- Meeting abstract
- Open Access
Podiatric intervention in managing the gait related symptoms of Developmental Coordination Disorder (Dyspraxia). A retrospective study
© Hindmoor; licensee BioMed Central Ltd. 2014
- Published: 8 April 2014
- Gait Analysis
- Gait Pattern
- Specific Exercise
- Pressure Plate
- Retrospective Study Design
The current interventions for children with DCD are predominantly provided by the OT and Physiotherapist. There is a lack of research related to podiatric interventions for the symptoms and disability resulting from DCD in children. The Podiatrist commonly undertakes assessment including: balance deficits, examination of a patient's postural control and gait. Although no studies have identified appropriate interventions for deficits in children with Dyspraxia they are important factors that can substantially affect a patient's function and are important areas for study. A thorough examination of the patient's postural alignment, muscle strength and gait pattern will aid a targeted treatment in which specific exercises and orthotics can be prescribed to improve impairments identified but no studies have been performed to assess their effectiveness in reducing pain or disability.

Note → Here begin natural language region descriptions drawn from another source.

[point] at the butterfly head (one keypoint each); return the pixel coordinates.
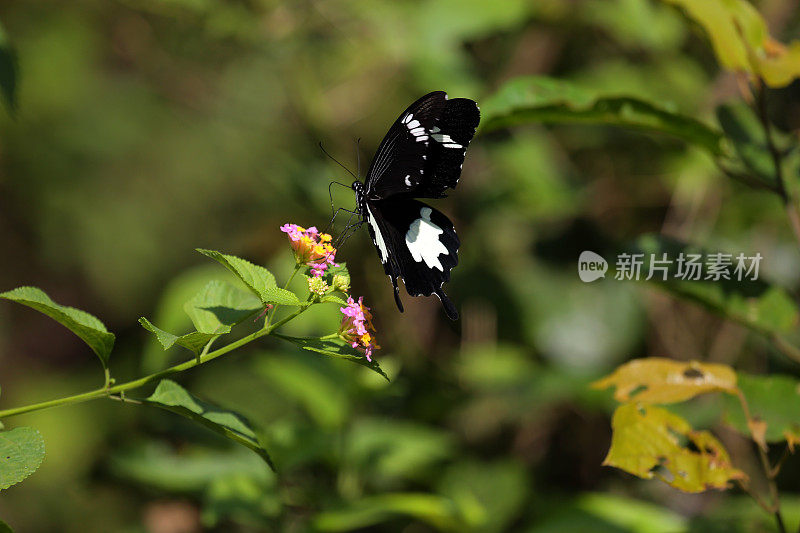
(358, 187)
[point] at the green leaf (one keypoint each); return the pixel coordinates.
(171, 396)
(194, 341)
(746, 133)
(437, 511)
(220, 305)
(394, 449)
(21, 453)
(536, 99)
(334, 348)
(491, 494)
(257, 278)
(81, 323)
(764, 308)
(772, 400)
(188, 469)
(9, 71)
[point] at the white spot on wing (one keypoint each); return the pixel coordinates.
(379, 242)
(422, 240)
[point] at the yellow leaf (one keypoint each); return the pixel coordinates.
(647, 442)
(660, 380)
(741, 41)
(792, 438)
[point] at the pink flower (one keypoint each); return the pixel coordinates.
(356, 326)
(311, 248)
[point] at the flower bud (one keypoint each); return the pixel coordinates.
(341, 282)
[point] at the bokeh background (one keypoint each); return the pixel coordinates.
(148, 128)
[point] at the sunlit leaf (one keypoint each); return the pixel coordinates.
(394, 449)
(534, 99)
(317, 391)
(660, 380)
(242, 498)
(189, 469)
(171, 396)
(741, 42)
(647, 441)
(747, 135)
(21, 453)
(81, 323)
(437, 511)
(334, 348)
(220, 304)
(257, 278)
(194, 341)
(490, 494)
(773, 401)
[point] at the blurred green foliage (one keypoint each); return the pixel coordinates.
(145, 129)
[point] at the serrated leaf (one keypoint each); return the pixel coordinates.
(21, 453)
(171, 396)
(333, 348)
(194, 341)
(86, 326)
(764, 308)
(436, 510)
(220, 305)
(660, 380)
(646, 442)
(773, 401)
(257, 278)
(537, 99)
(741, 40)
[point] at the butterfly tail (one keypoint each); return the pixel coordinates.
(449, 308)
(397, 296)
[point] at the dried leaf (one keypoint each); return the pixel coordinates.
(660, 380)
(648, 442)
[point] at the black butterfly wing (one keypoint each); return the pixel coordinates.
(423, 152)
(399, 163)
(416, 243)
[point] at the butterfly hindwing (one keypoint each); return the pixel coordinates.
(416, 243)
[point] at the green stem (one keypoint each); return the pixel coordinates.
(107, 391)
(786, 195)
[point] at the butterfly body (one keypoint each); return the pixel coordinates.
(420, 157)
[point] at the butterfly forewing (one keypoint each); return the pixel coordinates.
(420, 157)
(399, 163)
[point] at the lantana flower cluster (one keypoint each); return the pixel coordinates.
(356, 326)
(311, 248)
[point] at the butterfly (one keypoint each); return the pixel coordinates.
(420, 157)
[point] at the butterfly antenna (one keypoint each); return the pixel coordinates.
(358, 156)
(336, 161)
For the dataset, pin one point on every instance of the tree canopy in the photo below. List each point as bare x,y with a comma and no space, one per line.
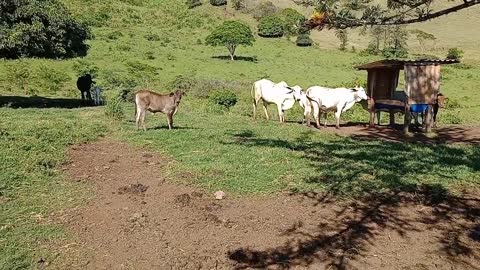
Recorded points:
354,13
40,28
231,34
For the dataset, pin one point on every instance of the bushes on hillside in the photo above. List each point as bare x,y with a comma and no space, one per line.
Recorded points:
238,4
40,29
223,98
271,26
304,40
218,2
231,34
193,3
292,20
265,8
454,54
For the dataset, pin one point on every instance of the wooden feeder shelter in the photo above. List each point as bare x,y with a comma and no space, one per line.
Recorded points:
422,85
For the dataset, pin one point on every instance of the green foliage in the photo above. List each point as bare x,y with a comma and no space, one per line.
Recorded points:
33,145
34,28
265,8
292,21
231,34
342,35
304,40
193,3
114,107
83,67
238,4
271,26
218,2
152,37
53,80
455,54
224,98
18,76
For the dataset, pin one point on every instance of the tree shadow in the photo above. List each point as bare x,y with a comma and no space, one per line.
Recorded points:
18,102
252,59
384,183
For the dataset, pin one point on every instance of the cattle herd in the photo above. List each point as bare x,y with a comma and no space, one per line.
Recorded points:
317,99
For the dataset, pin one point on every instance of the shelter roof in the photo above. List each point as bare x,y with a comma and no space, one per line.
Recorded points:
399,64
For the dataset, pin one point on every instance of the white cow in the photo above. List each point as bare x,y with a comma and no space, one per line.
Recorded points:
269,92
325,99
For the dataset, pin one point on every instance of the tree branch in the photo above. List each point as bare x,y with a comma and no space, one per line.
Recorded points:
398,19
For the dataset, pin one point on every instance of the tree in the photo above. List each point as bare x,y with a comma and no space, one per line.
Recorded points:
292,19
231,34
271,26
40,28
354,13
422,37
342,35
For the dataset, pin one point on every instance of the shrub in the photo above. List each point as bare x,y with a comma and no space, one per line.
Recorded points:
231,34
114,35
114,107
454,54
265,8
271,26
152,37
193,3
224,98
183,82
304,40
238,4
82,67
218,2
53,80
32,28
292,21
18,75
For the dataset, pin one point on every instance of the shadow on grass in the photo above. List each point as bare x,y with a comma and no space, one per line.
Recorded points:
17,102
237,58
386,180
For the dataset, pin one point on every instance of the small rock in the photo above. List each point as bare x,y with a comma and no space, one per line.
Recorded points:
219,195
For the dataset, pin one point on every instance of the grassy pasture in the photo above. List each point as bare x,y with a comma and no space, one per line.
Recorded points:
152,42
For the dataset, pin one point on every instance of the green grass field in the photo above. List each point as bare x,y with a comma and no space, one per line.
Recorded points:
152,42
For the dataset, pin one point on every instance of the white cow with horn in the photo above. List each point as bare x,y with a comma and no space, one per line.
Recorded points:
280,94
325,99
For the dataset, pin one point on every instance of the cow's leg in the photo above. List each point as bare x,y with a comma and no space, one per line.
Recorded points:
316,114
265,110
337,117
142,119
170,120
137,117
306,114
281,114
89,95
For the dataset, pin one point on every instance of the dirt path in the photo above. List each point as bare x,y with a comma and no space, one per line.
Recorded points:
138,221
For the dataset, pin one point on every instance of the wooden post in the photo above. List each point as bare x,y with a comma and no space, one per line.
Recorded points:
371,109
406,120
392,118
371,101
428,119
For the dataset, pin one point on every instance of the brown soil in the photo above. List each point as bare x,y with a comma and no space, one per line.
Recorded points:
139,221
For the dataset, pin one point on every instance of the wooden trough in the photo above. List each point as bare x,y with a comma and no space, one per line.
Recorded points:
422,85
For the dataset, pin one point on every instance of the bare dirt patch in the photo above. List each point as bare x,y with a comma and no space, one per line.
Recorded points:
179,227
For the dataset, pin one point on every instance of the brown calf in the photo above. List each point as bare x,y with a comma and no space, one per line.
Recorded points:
150,101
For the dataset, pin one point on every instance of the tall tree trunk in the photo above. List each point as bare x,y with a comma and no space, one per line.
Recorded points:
231,50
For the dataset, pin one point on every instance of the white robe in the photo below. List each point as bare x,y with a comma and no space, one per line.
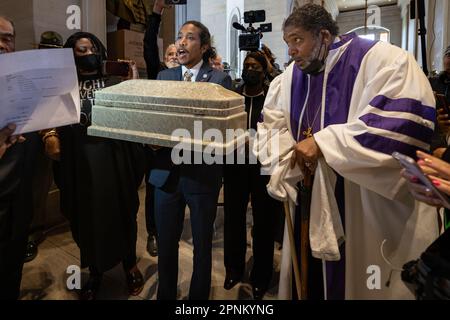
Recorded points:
378,206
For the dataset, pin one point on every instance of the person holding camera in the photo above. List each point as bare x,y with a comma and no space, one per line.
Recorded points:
99,179
244,181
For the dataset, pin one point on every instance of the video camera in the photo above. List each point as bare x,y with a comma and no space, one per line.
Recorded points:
250,40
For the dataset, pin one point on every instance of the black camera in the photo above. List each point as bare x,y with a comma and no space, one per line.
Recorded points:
254,16
250,40
175,2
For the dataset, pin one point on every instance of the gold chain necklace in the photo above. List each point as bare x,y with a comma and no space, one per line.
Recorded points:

The main objective of this research was to review the clinical outcomes in a cohort of paediatric patients diagnosed with dyspraxia, attending biomechanics clinic and who had accessed podiatric care for the first time during the course of their condition.
This research employed a retrospective study design and was conducted in a biomechanics clinical setting in the UK. This study includes data from a cohort of patients referred during 2011/12 and 2012/13 using convenience sampling. The clinical assessments used during this screening programme were based on validated and previously published tools such as Foot Posture Index (FPI), Lower Limb Assessment Score (LLAS). Gait characteristics were measured with pressure plate and gait analysis software. Participants data (group n = 21, mean age 14 years) were compare to a control group (n=20, mean age 11 years) who had no diagnosis of dyspraxia.
A pes planus foot posture (mean FPI score = 8) and hypermobile lower limb (mean LLAS score = 11) was observed. Significant differences in gait characteristic were found between the groups (p < 0.05), following orthotic intervention. The results support podiatric assessment and treatment in the rehabilitation of children with DCD. Further research is required to explore qualitative measures (time to fatigue) in children with this disorder to enhance understanding of foot function is this challenging patient group.